Additionally, the European Commission has so far accepted Andorra, Argentina, Canada, Faroe Islands, Guernsey, Israel, Isle of Man, Japan, Jersey, New Zealand, Switzerland and Uruguay as providing adequate protection of personal data. Since 2016, it has once again allowed the transfer of data between the EU and the USA through the Privacy Shield mechanism. Prior to this, an arrangement entitled the Safe Harbour scheme facilitated such transfers. It was in 2015, the safe harbor scheme was deemed inadequate because data protection laws are very different in the US and there is no law that operates at federal level. The fear that sharing data with the USA could mean that data subjects would have less protection over their personal data than in the EU. For instance, insufficient protection in place to prohibit data being stored without robust security measures; used without the data subjects' knowledge or sold to other companies without protection in place.
When personal data is being transferred outside of the company or organisation and the country of processing is not in the EU or on the list of countries mentioned, a contract that contains specific clauses that relate to data protection should be used. The clauses that relate to data protection should include a description of which personal data is being transferred; what type of processing activities will be allowed under the contract; what the responsibilities of each of the parties (controller/processor) are and what procedures will be followed in case of a data breach occurring. If you do business with other countries that are still not recognised by the EU as having adequate data protection then either a contractual agreement with data protection clauses or Binding Corporate Rules must be used.

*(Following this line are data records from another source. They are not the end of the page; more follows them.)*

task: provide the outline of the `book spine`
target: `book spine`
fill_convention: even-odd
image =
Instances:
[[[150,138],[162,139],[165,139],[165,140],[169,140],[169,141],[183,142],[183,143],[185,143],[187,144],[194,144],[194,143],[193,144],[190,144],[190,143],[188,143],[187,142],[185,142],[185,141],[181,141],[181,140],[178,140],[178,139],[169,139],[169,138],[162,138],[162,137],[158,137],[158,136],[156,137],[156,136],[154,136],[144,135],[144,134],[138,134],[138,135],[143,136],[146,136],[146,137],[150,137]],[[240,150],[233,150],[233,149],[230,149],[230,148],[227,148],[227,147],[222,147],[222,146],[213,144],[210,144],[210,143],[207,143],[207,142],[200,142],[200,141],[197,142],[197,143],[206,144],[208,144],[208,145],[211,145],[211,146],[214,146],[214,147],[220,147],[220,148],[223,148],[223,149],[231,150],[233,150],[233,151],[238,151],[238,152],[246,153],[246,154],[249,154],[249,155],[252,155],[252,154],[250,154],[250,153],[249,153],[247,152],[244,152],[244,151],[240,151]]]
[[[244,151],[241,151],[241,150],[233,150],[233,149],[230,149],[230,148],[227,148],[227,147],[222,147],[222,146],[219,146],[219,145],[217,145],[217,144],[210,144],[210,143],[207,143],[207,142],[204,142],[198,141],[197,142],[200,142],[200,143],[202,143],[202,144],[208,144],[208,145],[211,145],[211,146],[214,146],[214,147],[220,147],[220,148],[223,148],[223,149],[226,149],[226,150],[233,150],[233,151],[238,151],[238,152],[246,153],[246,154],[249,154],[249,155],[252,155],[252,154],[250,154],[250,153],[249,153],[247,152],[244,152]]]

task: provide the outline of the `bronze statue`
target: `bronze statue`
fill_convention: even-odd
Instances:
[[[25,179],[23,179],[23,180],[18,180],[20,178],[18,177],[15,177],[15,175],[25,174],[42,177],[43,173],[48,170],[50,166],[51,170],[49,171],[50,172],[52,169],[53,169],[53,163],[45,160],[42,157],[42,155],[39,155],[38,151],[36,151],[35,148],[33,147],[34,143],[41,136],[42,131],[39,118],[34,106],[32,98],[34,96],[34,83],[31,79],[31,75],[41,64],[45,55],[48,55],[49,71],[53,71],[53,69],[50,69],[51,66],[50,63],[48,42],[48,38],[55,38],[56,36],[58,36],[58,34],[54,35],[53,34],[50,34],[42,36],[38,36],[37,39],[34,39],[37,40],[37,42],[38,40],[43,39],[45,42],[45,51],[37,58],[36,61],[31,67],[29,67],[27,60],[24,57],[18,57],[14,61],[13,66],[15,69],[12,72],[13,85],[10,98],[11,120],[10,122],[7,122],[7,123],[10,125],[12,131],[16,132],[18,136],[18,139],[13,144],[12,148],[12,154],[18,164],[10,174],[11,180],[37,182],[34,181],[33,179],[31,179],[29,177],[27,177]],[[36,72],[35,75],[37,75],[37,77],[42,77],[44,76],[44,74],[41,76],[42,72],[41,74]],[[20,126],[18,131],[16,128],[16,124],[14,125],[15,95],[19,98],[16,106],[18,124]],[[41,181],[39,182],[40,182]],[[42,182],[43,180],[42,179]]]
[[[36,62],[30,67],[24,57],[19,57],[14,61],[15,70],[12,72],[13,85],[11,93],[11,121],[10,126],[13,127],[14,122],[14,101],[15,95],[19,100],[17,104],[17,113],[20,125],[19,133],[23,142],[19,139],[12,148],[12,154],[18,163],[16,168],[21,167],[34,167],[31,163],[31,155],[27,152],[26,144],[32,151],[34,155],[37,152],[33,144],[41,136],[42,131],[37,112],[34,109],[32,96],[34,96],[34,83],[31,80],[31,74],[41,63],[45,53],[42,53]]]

Binding Corporate Rules, is method that can be used to facilitate the transfer of data across countries but only in the case of a group of companies or an organisation that operates in different regions across the globe that belong to the same organisation. These rules will need to be approved by a data protection authority before that can be put into operation. Binding Corporate Rules are generally adopted by large companies that operate in multiple countries to transfer data between these locations and they outline the key principles and criteria for the protection of personal data BCRs can be extremely time consuming to create, agree upon internally and then put into effect across the countries involved, with the additional hurdle that they will also need to be approved by the data protection authority in the EU. That said, it is generally accepted that Binding Corporate Rules is the best option when data is being transferred between different entities of the same parent company and a contractual agreement is usually most suitable for data transfer to external parties within small to medium companies.